The sets were of 6, 12 or 24 items and what the researchers found was that brain activity in the striatum and anterior cingulate cortex was highest when subjects were browsing or choosing from 12-item sets. A set of six offered to few options and a set of 24 was deemed too large.
In an interview with ScienceDaily, one of the researchers, Colin Camerer, Robert Kirby Professor of Behavioral Economics at Caltech and the Leadership Chair of T&C Chen Center for Social and Decision Neuroscience, said that while 12 appeared to be the right size in the study, in real life the best possible options for a set to choose from would probably be between 8 to 14 items, depending on a variety of factors such as: “the perceived reward, the difficulty of evaluating the options, and the person’s individual characteristics.”
How To Decide
One of the most successful products is the iPhone. Most versions offer only three color-finish options. Many people, however, use cases for their phones, and there are many more designs to choose from.

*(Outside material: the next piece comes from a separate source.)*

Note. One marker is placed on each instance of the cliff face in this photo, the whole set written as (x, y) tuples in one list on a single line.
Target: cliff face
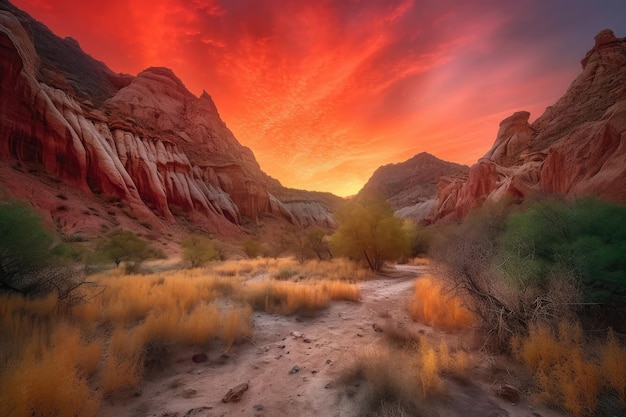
[(576, 148), (145, 140), (410, 187)]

But the iPhone might be the exception to the rule. Automobiles, cereal brands, and even other cell phones (yes, they exist) offer numerous options, often using the buzz-words “customize” or “personalize,” although really there is no personalizing going on–just more complex choices to be made.
What’s the best way to make a decision when choosing a product?
Priorities.
Decide what yours are.
Here’s a list of some possible priorities that can be applied to a wide range of product choices (some more than others.)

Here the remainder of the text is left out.